Tuesday, November 25, 2014

NY Times article on the need for a system to provide attorneys to those who can't afford one for civil law cases

I have written before about the debate on whether the state should provide attorneys to litigants who can't afford them in civil litigation.  (Go here for a note describing Illinois' approach to the issue, and here for a link to a comment on the subject.)

Recently, the issue was back in the news again because The New York Times published this article.

Failure to communicate plea bargain offer can constitute ineffective assistance of counsel

The South Carolina Court of Appeals has found ineffective assistance of counsel in a case where the defendant was not advised of a ten-year plea offer before going to trial and getting twenty.  The case is called Chico Bell v. The State of South Carolina and you can read the opinion here.

Did the prosecutor in charge of the grand jury in Ferguson act unethically?

As we watch the events in Ferguson, Missouri unfold, here is a short comment by Prof. Monroe Freedman arguing the prosecutor in charge of the grand jury acted with a conflict of interest.

In an unrelated comment, another author argues the case should have been set for trial saying..
Ferguson prosecutor Robert McCulloch delivered a long-winded, smirking speech blaming social media, journalists, Ferguson residents, and pretty much everyone else who isn't Darren Wilson, for Darren Wilson shooting and killing 18-year-old Michael Brown. It took McCulloch 10 minutes of hectoring before he revealed the grand jury had found no probable cause to indict Wilson, and the rest of the 45-minute speech, in which McCulloch seemed to be presenting evidence in Wilson's favor, felt more like defense attorney's argument than a prosecutor's.
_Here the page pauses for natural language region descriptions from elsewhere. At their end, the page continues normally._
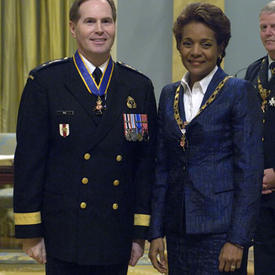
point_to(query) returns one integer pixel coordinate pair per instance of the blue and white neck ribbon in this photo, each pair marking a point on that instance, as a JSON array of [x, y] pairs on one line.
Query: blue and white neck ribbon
[[88, 78]]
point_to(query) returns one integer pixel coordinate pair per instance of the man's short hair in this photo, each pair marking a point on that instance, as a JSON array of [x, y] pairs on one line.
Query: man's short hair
[[74, 11], [269, 8]]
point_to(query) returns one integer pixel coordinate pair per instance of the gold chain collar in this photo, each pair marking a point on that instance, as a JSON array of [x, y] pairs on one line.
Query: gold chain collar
[[263, 92], [182, 124]]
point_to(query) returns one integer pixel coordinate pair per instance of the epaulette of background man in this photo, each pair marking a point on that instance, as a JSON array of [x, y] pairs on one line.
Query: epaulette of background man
[[130, 68], [46, 65]]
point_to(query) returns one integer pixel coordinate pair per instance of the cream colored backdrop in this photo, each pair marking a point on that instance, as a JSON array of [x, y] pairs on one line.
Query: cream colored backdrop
[[177, 67], [32, 32]]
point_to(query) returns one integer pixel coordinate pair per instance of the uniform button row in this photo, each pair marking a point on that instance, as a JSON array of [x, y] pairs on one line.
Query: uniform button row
[[83, 205]]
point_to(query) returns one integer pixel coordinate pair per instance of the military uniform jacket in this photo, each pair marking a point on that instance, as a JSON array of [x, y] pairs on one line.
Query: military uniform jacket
[[79, 183], [260, 69]]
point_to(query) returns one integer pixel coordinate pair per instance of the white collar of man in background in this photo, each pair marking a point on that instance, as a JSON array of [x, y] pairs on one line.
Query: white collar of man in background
[[193, 98], [91, 67]]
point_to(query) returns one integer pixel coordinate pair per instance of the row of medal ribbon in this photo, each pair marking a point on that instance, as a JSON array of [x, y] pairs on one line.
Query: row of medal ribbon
[[136, 127]]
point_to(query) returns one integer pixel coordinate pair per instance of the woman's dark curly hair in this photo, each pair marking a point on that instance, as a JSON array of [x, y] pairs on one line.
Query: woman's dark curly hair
[[210, 15]]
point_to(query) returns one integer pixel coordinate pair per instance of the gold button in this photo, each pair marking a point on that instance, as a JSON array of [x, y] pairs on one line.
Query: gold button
[[116, 182], [87, 156], [84, 180], [83, 205], [119, 158]]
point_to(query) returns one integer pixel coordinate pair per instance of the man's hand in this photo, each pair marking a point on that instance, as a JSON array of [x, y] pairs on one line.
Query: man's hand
[[35, 248], [156, 255], [268, 181], [137, 251], [230, 257]]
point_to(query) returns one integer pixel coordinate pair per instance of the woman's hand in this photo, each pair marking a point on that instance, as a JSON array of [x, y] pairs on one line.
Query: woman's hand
[[230, 257], [156, 255]]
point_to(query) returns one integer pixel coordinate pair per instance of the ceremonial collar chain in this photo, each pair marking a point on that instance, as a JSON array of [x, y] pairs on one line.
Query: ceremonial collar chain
[[182, 124], [263, 92]]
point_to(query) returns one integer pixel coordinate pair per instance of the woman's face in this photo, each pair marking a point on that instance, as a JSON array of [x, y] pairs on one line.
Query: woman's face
[[199, 50]]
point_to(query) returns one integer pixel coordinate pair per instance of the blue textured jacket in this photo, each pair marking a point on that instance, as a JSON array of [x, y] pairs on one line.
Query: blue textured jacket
[[218, 178]]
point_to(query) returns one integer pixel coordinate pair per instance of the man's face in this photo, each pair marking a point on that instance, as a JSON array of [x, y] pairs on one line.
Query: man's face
[[95, 30], [267, 32]]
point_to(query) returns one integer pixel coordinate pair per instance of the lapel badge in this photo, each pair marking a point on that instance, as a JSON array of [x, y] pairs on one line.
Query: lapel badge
[[272, 102], [64, 130], [131, 104]]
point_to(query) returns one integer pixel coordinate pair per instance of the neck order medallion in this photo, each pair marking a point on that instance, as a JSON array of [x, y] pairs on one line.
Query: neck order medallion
[[99, 90]]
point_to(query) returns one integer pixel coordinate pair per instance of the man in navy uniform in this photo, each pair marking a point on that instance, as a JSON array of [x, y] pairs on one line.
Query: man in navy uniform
[[260, 73], [85, 154]]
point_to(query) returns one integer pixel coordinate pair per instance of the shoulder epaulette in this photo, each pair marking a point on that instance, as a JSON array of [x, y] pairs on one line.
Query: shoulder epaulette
[[46, 65], [130, 68]]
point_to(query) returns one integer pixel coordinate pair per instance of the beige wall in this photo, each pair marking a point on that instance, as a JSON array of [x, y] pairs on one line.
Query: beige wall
[[177, 67]]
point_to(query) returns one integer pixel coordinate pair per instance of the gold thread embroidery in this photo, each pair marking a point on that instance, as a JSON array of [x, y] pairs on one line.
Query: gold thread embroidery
[[142, 220], [263, 92], [27, 218]]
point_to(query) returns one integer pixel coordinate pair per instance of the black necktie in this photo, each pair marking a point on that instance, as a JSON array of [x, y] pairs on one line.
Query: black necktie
[[97, 75]]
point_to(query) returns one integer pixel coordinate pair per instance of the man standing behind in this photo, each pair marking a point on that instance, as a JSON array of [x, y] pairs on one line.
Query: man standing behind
[[261, 74], [85, 155]]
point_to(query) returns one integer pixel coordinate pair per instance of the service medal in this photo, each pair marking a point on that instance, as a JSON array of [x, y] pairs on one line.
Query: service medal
[[64, 130], [90, 83]]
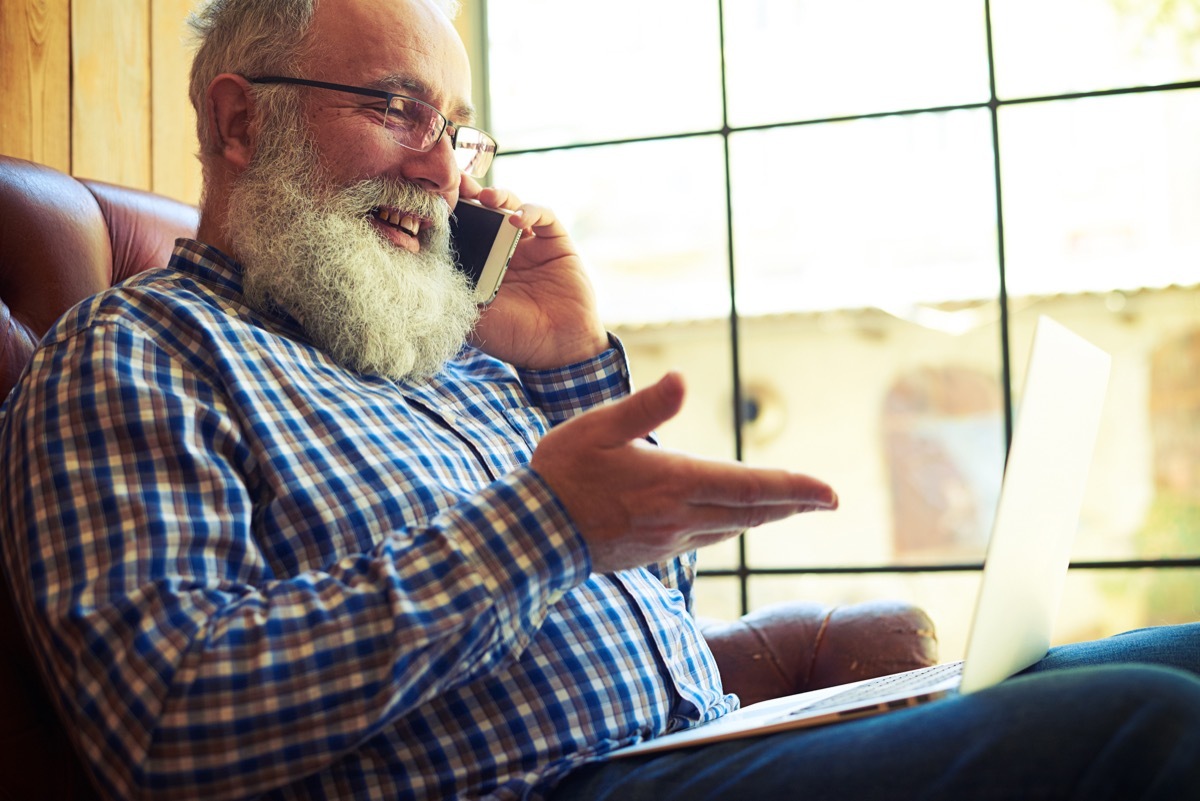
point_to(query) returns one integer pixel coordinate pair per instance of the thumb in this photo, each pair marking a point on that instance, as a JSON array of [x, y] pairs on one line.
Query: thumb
[[641, 413]]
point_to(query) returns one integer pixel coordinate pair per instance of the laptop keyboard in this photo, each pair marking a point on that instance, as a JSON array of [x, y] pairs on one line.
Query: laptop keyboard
[[885, 686]]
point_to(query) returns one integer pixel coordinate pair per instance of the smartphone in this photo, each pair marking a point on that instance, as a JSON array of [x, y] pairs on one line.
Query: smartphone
[[483, 242]]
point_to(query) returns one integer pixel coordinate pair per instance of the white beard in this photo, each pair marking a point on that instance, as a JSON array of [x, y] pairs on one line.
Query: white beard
[[309, 248]]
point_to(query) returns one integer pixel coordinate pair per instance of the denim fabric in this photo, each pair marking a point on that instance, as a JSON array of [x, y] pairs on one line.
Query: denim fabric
[[1113, 718]]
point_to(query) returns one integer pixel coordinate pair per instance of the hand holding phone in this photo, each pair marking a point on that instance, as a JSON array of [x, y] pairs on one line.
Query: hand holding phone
[[483, 244]]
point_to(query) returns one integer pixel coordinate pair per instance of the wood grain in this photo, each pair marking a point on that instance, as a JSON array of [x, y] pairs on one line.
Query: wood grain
[[111, 101], [35, 80]]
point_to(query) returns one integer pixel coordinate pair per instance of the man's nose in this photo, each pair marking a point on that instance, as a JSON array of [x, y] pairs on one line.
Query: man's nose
[[436, 169]]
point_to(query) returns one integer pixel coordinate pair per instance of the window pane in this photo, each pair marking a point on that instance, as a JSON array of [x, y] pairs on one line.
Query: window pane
[[565, 72], [906, 423], [811, 59], [887, 212], [1102, 193], [702, 353], [1071, 46], [654, 253]]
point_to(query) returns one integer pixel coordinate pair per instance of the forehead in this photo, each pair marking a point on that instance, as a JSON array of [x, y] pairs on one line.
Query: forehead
[[405, 46]]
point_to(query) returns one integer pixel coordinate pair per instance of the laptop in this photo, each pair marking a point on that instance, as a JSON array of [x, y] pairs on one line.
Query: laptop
[[1024, 571]]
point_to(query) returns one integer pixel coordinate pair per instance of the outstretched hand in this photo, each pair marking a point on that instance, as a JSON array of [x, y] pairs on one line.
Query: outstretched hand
[[636, 504]]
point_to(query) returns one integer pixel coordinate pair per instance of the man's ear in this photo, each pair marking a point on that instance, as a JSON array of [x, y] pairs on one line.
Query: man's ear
[[231, 110]]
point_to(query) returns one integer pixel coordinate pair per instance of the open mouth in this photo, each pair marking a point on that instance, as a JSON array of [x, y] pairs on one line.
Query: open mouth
[[407, 223]]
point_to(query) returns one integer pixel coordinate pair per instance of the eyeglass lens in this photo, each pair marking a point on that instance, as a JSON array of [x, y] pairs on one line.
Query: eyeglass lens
[[418, 126]]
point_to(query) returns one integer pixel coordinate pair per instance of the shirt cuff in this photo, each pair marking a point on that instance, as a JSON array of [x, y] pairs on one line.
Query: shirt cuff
[[565, 391]]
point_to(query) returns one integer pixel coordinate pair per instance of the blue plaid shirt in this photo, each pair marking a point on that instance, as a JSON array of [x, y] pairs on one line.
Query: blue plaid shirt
[[247, 570]]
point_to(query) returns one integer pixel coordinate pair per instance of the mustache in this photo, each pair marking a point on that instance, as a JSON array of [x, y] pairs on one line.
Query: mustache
[[369, 194]]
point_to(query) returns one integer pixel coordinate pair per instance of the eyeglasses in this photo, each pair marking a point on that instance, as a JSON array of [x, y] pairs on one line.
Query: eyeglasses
[[415, 125]]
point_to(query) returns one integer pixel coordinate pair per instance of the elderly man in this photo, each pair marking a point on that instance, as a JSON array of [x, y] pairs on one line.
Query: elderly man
[[281, 531]]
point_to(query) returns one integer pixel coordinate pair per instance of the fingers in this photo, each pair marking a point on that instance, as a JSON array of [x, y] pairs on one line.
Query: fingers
[[635, 416], [737, 486], [538, 221]]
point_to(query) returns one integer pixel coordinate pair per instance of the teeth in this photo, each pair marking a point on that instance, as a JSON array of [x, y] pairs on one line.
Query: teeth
[[408, 223]]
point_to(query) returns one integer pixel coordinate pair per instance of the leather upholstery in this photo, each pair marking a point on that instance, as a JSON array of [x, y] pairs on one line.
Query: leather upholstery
[[60, 241], [63, 239]]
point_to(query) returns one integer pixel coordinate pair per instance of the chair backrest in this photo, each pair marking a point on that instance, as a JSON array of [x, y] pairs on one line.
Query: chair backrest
[[61, 240]]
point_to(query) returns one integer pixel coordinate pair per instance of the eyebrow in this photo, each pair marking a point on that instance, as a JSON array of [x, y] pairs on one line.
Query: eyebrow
[[461, 112]]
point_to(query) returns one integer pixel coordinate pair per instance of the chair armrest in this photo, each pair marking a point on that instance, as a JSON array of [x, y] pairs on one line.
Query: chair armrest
[[795, 646]]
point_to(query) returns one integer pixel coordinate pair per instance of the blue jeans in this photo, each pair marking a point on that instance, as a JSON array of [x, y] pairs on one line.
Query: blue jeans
[[1114, 718]]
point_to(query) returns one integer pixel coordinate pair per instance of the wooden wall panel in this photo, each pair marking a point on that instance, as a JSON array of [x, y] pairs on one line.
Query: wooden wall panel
[[111, 104], [175, 170], [35, 80]]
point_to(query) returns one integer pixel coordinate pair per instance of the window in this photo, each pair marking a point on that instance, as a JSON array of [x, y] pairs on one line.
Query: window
[[841, 220]]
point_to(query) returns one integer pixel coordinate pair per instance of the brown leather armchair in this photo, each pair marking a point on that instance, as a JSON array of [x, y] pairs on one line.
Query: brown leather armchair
[[63, 239]]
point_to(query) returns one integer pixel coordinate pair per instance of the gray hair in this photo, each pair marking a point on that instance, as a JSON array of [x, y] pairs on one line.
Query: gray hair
[[251, 37]]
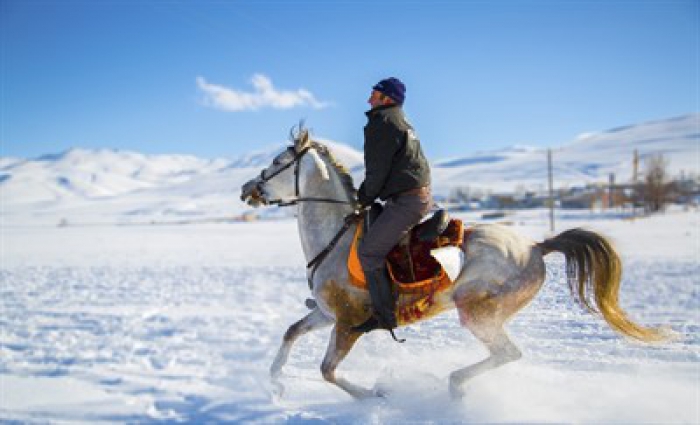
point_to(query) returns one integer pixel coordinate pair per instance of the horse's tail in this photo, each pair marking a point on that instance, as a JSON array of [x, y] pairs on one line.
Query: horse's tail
[[593, 269]]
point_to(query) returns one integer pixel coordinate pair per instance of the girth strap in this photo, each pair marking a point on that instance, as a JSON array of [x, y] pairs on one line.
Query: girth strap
[[350, 219]]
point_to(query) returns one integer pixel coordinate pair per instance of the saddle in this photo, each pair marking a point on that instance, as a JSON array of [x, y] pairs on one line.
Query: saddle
[[410, 264]]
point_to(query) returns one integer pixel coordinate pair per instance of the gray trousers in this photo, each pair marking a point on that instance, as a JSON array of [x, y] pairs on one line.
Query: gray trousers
[[400, 214]]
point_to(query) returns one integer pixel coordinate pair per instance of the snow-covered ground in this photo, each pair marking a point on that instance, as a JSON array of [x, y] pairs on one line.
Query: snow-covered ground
[[180, 323]]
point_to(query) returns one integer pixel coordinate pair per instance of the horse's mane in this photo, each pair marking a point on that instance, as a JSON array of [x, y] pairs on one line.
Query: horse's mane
[[343, 173]]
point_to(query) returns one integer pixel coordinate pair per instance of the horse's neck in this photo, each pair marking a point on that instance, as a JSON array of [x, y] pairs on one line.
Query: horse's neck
[[319, 222]]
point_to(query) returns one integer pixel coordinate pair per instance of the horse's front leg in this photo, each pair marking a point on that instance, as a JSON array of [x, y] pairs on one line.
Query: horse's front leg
[[342, 340], [312, 321]]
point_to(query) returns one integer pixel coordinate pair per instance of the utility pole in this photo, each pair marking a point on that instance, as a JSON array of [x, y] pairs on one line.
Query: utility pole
[[551, 190]]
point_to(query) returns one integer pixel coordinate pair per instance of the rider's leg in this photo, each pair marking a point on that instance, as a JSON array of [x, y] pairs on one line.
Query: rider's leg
[[399, 215]]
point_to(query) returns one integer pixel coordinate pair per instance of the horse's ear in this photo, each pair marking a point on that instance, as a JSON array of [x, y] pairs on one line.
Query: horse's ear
[[302, 140]]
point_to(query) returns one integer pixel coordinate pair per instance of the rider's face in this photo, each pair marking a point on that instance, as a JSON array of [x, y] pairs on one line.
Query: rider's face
[[377, 98]]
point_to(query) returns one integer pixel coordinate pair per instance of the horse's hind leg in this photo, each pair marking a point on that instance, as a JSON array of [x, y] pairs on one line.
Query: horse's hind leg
[[312, 321], [342, 340], [488, 328]]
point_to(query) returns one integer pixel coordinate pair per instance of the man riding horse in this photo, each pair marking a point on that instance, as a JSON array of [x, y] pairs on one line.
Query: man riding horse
[[396, 171]]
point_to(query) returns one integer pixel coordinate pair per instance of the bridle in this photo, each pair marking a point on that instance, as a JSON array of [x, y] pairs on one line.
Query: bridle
[[349, 220], [296, 162]]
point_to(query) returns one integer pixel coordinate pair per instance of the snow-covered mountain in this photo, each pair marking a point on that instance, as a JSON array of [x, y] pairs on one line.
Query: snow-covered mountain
[[113, 185]]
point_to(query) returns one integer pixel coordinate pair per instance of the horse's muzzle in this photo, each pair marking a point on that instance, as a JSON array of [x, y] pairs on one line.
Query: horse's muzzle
[[251, 193]]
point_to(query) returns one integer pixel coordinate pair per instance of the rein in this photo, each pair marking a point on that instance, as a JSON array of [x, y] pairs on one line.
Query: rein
[[349, 220]]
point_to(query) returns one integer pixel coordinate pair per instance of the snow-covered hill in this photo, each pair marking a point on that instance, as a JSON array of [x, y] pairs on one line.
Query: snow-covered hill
[[99, 185]]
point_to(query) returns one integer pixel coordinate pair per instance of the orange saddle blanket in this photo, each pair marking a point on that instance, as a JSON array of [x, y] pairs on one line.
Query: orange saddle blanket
[[410, 264]]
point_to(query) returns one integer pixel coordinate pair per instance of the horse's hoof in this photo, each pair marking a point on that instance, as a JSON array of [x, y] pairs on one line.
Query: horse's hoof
[[456, 392]]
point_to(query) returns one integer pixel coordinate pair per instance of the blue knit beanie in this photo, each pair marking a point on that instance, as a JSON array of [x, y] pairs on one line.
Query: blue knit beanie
[[392, 87]]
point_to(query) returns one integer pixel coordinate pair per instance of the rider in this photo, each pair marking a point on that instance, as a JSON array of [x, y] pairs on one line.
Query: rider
[[397, 172]]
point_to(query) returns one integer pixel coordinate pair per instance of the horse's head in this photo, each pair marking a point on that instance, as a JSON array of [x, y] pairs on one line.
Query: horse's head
[[280, 180]]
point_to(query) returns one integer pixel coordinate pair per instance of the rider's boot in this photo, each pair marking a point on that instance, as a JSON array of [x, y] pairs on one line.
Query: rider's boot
[[383, 303]]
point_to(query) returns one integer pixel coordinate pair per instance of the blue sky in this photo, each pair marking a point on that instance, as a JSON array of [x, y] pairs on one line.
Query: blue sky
[[222, 78]]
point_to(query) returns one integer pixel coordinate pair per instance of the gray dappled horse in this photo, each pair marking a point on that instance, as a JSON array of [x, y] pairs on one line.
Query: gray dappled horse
[[501, 273]]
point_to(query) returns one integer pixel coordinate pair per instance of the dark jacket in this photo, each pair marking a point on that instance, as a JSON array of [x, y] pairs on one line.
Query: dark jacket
[[394, 160]]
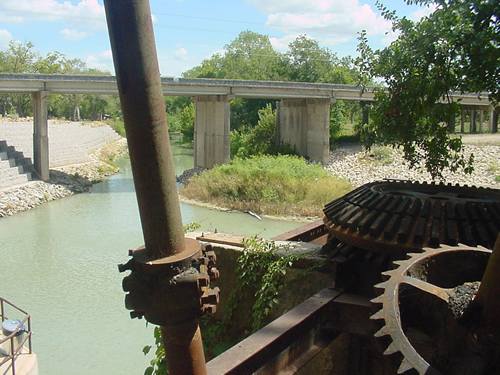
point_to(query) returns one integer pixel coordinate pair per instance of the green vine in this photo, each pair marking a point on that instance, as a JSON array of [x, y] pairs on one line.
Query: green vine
[[158, 364], [261, 270]]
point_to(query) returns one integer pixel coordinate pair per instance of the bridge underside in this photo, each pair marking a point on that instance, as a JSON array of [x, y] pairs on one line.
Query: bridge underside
[[303, 112]]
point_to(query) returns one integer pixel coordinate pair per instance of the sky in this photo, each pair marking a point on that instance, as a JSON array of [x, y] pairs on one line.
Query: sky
[[189, 31]]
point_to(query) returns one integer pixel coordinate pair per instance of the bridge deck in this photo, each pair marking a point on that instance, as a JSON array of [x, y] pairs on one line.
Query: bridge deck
[[85, 84]]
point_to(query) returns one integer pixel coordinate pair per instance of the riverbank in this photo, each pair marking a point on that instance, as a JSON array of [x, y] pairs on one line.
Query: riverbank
[[280, 186], [360, 167], [64, 181]]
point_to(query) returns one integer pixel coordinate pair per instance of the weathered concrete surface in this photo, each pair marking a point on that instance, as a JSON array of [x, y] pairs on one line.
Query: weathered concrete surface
[[40, 135], [211, 131], [69, 142], [304, 125]]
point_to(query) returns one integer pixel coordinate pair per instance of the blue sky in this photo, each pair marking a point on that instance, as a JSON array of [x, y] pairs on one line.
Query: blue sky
[[188, 31]]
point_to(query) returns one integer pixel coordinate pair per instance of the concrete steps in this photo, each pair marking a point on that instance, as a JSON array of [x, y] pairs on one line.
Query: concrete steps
[[15, 169]]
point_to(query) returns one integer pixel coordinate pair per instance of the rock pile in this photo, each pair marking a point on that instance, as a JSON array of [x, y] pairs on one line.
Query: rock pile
[[360, 167], [64, 181]]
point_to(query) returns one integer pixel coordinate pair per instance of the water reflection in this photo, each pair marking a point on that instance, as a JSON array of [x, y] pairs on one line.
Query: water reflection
[[58, 261]]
The very length of McCulloch's rambling statement, really, and the amount of evidence he felt compelled to argue against, was in and of itself a fair argument that the case should have gone to trial.

Wednesday, November 12, 2014

New ABA Formal Opinion on prosecutors who allow debt collection companies to pretend the prosecutors' office backs them up

The ABA Standing Committee on Ethics and Professional Responsibility has issued a new Formal Opinion (No. 469).  You can read the full opinion here.  The summary speaks for itself:
A prosecutor who provides official letterhead of the prosecutor’s office to a debt collection company for use by that company to create a letter purporting to come from the prosecutor’s office that implicitly or explicitly threatens prosecution, when no lawyer from the prosecutor’s office reviews the case file to determine whether a crime has been committed and prosecution is warranted or reviews the letter to ensure it complies with the Rules of Professional Conduct, violates Model Rules 8.4(c) and 5.5(a).

Monday, November 10, 2014

South Carolina Supreme Court recognizes the right of a beneficiary of a will or trust to sue a lawyer for malpractice

About ten days ago, in a case called Fabian v. Lindsay, the South Carolina Supreme Court recognized a cause of action, in both tort and contract, by a third-party beneficiary of an existing will or estate planning document against a lawyer whose drafting error defeats or diminishes the client's intent. The Court added that "[r]ecovery under either cause of action is limited to persons who are named in the estate planning document or otherwise identified in the instrument by their status. Where the claim sounds in both tort and contract, the plaintiff may elect a recovery."  You can read the opinion here.